Now back to our regular coverage! This month saw a wide variety of important contributions from both lead developers, Nekotekina and kd-11 as well as many of our usual contributors. June also marked an important milestone in compatibility for the emulator as shown below. In this report, we’ll be going over the implementation of native MSAA in RPCS3 and mutli-threaded RSX workload support, as well as improvements to PPU scheduling and a significant overhaul to the DevOps environment.
In addition to the following report, further details of Nekotekina and kd-11’s work during June and upcoming contributions can be found in their weekly reports on Patreon. This month’s Patreon reports are:
Status update from kd-11 (2019-06-10)
Status update from Nekotekina (2019-06-24)
Status update from kd-11 (2019-06-25)
Table of Contents
Major Improvements
Games
Other Improvements
Upcoming
Conclusion
Although June was a slow month for compatibility improvements due to our testers taking a break, it did quietly mark the monumental milestone of the Playable category finally becoming the largest category in our compatibility list! This came to fruition from years of development, testing and re-working to ensure a perfect balance of accuracy and performance to emulate the PlayStation 3. While there is still much to be done, the momentum from these milestones continue to accelerate development.
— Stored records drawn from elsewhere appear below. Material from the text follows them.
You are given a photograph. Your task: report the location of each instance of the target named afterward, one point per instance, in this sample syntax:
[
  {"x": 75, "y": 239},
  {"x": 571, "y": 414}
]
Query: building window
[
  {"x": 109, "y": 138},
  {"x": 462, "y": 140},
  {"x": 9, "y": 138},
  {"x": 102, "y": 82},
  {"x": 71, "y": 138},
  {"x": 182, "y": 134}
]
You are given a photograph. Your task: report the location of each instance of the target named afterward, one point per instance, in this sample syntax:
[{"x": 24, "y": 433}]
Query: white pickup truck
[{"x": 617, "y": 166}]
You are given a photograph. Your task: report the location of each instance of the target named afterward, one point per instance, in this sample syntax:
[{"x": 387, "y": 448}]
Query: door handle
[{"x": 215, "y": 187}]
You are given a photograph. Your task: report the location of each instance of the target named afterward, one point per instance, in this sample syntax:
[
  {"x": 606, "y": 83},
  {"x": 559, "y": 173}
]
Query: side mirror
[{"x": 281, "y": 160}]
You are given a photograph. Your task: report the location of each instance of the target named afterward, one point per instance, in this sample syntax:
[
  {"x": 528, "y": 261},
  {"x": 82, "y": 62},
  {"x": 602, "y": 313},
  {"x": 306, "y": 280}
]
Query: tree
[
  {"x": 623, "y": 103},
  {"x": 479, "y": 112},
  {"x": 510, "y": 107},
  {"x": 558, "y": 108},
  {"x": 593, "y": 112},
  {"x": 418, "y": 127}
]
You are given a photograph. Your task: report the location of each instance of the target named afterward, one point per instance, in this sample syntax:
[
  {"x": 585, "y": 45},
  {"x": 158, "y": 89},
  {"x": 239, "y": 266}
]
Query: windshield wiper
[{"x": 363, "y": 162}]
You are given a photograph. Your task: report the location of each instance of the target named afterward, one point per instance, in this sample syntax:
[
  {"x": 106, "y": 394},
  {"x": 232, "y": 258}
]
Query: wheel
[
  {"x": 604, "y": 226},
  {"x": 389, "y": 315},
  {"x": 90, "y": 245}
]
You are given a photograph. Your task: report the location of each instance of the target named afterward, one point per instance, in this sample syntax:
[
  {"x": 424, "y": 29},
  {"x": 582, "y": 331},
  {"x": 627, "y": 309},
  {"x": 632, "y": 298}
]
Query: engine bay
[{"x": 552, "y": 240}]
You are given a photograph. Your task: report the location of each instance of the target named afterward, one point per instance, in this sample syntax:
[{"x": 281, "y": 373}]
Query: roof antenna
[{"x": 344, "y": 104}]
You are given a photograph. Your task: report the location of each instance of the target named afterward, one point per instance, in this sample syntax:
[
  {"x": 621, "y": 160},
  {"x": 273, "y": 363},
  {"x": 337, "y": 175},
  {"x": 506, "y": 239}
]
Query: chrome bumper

In addition to this, the Intro and Loadable categories decreased due to a few games being moved to Ingame or Playable for the first time. The Ingame category also saw a net decrease due to further maintenance done by merging duplicate game entries. This culminated into our second milestone, where the combined percentage of the Loadable and Nothing categories dropped below 1% for the very first time!
On Git statistics, there have been 24284 lines of code added and 14514 removed through 42 pull requests by 12 authors.